Downpatrick and Lecale Councillor Cadogan Enright attended the launch of the new town Master plan last week. Cllr Cadogan Enright said “There are some excellent points in the plan like the acceptance that “in-town” shopping needs to be developed around the bus-station, and that the proposed ring-road needs to go around the east and the south of the town. I have campaigned for these points in the past to ensure the sustainable development of the town going forward. It is essential that our infrastructure is developed to allow us to be one of the towns where public sector jobs can be outsourced. We have been ruled out as not meeting the criteria for decentralisation of jobs as we stand”.
The Downpatrick councillor continued, “However there are some really awful bloopers in the plan that you would have expected the DSD to have picked up on, especially when local people, including myself, had pointed them out in the consultation process.”
“The plan envisages building on half the flood-plain and flooding the other half and reclaiming a large part of Downpatrick Marsh for sports fields.
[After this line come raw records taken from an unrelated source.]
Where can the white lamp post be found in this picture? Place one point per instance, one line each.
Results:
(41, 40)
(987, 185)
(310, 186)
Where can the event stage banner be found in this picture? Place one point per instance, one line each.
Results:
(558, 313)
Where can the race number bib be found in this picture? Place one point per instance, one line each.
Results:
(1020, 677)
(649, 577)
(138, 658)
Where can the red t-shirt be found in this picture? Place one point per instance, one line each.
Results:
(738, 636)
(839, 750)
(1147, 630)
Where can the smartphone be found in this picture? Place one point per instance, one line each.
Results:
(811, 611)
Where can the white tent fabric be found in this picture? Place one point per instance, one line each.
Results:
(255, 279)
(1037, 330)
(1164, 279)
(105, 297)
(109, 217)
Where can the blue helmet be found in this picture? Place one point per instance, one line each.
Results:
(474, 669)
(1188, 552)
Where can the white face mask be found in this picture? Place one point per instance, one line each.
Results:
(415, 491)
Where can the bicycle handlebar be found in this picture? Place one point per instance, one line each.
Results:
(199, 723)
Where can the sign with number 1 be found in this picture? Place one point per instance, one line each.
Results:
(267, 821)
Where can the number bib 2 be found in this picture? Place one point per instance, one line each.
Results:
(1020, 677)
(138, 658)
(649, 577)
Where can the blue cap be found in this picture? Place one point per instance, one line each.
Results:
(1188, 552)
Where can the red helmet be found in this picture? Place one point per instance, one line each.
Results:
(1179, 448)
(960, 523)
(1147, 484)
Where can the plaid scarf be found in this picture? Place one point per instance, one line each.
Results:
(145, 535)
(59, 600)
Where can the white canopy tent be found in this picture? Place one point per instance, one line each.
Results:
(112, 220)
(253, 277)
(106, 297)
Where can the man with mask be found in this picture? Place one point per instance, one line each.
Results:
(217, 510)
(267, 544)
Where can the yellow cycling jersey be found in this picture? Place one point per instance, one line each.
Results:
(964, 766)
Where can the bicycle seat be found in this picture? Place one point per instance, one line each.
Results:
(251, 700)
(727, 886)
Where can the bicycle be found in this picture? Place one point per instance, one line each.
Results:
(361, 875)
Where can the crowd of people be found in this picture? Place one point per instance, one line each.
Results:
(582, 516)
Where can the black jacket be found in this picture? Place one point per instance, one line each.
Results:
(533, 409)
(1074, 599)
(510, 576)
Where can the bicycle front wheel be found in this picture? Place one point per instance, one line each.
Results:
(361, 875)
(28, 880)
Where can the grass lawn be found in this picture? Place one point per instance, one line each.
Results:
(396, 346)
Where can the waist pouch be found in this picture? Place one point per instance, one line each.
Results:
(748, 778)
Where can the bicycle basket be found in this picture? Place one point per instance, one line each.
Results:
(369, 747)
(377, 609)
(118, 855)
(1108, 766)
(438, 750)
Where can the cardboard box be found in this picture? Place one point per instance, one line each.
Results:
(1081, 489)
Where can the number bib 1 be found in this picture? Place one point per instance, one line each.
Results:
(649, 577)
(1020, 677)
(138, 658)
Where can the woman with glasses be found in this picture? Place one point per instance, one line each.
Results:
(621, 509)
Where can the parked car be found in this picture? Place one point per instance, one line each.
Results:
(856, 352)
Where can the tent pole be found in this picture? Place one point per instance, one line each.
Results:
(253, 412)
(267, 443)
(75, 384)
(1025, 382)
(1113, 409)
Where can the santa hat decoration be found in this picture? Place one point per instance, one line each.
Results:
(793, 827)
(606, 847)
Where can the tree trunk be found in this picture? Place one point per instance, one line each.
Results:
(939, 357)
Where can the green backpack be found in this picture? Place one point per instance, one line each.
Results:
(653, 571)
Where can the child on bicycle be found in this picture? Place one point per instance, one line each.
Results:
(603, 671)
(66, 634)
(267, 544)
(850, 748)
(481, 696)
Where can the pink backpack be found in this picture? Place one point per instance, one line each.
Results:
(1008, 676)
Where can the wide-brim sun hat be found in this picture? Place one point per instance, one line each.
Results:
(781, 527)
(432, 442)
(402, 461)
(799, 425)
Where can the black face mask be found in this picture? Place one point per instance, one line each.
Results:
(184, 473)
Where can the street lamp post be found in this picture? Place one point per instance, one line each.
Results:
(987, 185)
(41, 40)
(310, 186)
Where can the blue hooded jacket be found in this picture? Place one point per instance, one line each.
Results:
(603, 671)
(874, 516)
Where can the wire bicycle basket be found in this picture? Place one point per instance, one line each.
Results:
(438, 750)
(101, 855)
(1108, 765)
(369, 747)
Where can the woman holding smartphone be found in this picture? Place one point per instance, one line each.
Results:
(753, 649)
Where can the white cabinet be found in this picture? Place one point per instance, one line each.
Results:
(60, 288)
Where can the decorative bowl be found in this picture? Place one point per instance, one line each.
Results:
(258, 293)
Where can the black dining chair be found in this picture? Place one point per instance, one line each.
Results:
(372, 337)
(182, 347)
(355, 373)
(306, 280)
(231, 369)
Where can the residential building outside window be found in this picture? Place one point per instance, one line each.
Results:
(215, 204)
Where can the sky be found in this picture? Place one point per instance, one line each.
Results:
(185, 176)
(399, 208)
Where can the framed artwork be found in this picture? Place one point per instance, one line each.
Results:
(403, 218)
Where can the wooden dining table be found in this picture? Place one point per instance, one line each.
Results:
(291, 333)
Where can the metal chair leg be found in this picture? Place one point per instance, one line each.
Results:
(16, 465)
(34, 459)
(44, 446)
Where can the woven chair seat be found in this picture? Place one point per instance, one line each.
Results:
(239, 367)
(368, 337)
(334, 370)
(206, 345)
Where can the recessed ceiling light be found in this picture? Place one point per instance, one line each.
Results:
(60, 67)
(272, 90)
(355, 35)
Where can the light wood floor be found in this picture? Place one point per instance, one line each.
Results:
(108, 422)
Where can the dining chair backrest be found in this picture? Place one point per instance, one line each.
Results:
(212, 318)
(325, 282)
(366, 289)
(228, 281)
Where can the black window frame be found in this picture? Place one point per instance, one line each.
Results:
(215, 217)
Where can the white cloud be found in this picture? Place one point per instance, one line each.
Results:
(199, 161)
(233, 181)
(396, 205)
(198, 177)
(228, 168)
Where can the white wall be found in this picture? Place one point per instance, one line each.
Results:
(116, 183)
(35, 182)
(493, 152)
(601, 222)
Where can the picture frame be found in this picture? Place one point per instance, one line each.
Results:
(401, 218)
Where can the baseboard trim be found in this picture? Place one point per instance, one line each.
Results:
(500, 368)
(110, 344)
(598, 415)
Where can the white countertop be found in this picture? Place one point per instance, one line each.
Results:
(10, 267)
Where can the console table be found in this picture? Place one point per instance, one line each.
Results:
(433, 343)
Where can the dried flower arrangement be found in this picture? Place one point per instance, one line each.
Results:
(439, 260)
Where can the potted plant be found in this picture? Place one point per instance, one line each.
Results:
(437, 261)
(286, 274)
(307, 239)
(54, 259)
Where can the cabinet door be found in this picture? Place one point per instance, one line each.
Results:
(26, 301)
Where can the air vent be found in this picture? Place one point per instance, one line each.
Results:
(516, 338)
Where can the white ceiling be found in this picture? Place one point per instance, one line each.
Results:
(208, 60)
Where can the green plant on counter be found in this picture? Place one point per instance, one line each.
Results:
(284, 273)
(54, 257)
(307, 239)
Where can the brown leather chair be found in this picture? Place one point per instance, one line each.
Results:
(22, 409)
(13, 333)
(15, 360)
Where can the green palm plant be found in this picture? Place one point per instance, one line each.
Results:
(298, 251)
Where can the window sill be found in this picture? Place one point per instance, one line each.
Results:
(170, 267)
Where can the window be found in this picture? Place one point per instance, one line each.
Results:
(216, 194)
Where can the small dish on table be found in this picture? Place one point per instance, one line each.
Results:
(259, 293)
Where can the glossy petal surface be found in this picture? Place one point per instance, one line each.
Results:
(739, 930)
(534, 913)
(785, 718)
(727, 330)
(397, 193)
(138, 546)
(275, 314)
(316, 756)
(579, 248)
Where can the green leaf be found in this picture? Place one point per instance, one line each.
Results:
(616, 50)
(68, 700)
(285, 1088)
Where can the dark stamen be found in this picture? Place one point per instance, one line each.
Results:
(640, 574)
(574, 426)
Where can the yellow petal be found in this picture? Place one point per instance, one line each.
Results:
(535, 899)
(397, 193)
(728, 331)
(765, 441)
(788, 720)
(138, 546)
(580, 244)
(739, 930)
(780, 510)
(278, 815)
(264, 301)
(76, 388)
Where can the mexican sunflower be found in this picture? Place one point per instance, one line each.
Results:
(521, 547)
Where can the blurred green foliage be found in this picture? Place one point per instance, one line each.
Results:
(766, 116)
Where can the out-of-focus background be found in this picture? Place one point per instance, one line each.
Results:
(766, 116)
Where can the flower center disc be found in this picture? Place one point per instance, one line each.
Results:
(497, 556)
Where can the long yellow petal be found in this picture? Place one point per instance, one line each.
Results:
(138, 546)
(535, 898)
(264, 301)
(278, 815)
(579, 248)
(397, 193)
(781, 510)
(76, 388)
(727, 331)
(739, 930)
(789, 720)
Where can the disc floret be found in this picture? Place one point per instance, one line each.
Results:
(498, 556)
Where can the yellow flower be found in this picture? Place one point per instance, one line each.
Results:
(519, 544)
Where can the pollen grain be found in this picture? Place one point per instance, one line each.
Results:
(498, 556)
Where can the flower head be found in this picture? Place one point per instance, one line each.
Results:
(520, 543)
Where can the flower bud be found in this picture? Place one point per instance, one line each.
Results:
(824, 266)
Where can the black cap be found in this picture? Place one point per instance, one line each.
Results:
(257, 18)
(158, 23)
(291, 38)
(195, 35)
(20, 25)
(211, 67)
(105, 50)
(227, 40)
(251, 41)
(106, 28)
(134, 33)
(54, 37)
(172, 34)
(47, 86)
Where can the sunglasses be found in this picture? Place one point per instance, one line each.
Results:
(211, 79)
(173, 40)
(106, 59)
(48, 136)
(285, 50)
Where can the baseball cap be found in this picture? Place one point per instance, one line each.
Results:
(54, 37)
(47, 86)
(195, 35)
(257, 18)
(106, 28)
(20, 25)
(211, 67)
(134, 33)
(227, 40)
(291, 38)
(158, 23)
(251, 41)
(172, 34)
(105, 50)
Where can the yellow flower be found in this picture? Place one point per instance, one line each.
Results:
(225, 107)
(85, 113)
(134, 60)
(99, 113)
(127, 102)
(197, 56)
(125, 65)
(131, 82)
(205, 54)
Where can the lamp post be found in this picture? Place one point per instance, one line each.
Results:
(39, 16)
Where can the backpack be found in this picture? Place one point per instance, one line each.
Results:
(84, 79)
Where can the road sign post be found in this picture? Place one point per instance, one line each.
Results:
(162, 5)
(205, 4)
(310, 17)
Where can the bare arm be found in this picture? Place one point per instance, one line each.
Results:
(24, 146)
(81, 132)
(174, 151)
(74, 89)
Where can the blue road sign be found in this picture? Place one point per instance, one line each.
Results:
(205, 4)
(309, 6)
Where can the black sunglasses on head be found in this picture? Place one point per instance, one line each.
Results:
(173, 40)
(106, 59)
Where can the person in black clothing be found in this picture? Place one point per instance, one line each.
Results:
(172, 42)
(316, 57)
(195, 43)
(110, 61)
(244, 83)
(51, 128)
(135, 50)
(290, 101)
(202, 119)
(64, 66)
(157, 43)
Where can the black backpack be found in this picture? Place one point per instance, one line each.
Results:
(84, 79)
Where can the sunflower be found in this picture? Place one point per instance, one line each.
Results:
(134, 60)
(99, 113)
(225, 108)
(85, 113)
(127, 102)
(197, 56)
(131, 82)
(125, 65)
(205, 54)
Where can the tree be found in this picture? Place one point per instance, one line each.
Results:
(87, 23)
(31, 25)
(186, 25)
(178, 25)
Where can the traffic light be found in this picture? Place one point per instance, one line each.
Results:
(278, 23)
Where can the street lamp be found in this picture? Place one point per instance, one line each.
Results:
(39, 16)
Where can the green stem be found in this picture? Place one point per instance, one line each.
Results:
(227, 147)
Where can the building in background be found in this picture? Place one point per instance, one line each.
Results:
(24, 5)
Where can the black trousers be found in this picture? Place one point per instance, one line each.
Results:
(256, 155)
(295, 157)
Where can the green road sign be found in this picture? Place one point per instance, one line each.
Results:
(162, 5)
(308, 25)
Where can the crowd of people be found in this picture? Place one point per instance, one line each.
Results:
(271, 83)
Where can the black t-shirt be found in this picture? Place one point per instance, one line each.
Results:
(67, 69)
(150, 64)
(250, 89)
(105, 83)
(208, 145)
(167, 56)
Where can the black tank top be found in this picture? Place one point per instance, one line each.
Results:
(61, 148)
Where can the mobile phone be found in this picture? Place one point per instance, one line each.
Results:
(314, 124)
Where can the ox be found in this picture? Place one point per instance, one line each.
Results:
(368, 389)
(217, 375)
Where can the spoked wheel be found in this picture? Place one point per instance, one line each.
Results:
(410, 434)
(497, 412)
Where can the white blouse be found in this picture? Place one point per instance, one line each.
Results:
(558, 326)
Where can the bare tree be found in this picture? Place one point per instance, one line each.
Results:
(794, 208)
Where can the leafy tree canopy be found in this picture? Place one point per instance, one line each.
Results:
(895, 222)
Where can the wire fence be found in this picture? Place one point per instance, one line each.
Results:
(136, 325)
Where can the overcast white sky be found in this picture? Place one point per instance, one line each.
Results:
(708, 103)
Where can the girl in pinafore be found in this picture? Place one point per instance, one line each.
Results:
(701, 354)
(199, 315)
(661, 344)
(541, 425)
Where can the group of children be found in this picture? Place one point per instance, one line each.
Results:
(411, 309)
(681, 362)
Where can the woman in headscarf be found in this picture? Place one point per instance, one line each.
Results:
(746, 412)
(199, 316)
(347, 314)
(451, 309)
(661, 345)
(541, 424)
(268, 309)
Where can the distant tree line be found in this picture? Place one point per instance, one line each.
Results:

This will potentially expose the town to great danger in the future. Downpatrick is already the lowest-lying town in Ireland with the centre almost half a meter below sea-level. Removing the flood-plain is a really bad idea, and professional planners should know better”, said councillor Enright.
Councillor Enright pointed out that there were issues with transport links too. “It is alarming to say the least that the A25/B8 to Newry is not shown in the plan as a primary link for the future. Without the A25/B8 and the direct buses to Dublin Airport noted we relegate ourselves to a suburb of Lisburn/Belfast rather than an important regional centre in Ireland as a whole. Instead the plan shows the dreadful B177 to Lisburn as one of our main two strategic corridors. Clearly our 3 main roads are A24, A7 and the A25/B8. The overall diagram on page seven looks like one written by someone from Belfast unaware of the districts links with Newry and Mourne and unfamiliar with the fact that the A25/B8 carries a lot of our private sector traffic and compares with the A7 and Ballynahinch Road (B24) for public sector traffic.”
“The Town seems to be in the process of losing its direct bus connections to Dublin and Dublin Airport with hardly a comment. These have one of the greatest concentrations of Tourist traffic in Western Europe. The seven million tourists who arrive at these locations annually are exactly the sort of Tourist that would be drawn to “St Patrick”, “The Mountains of Mourne” or any of our outdoor attractions”, said Cllr Enright.
Cllr Enright pointed out a number of other smaller errors or omissions too. “Examples include;
1. The railway society secured lottery funding for the new link to the St Patrick’s centre, and this is shown in the Master Plan – but the council has inexplicably gone cold on this idea since the SDLP voted against it and the Railway society was forced to return the money to the National Lottery. If we show the link, then we need to support the Railway society in achieving it.
2. Northern Ireland Water seems determined to put their new sewerage pumping station in the middle od the car-park at the back of the post-office, if they do this the plan for the in-town shopping centre will be stymied. I have repeatedly brought this up at the Downpatrick area meetings and have had cross party support – but NI Water persist with the proposal.
3. There are no timelines pencilled into the plan, with no figures calculated even in draft, and vague references to short-term, medium-term and long-term for which no definitions exist within the report. If the plan is to happen it needs to be believable.
Councillor Cadogan Enright Concluded “The Master Plan envisages the biggest changes to the natural environment since the creation of the Quoile barrier, the draining of the Lough or the new Belfast Road. No process to deliver an environmental impact statement is envisaged in the report, nor are issues dealing with changes in weather patterns addressed –vital to a town whose centre is almost half a meter below sea-level.”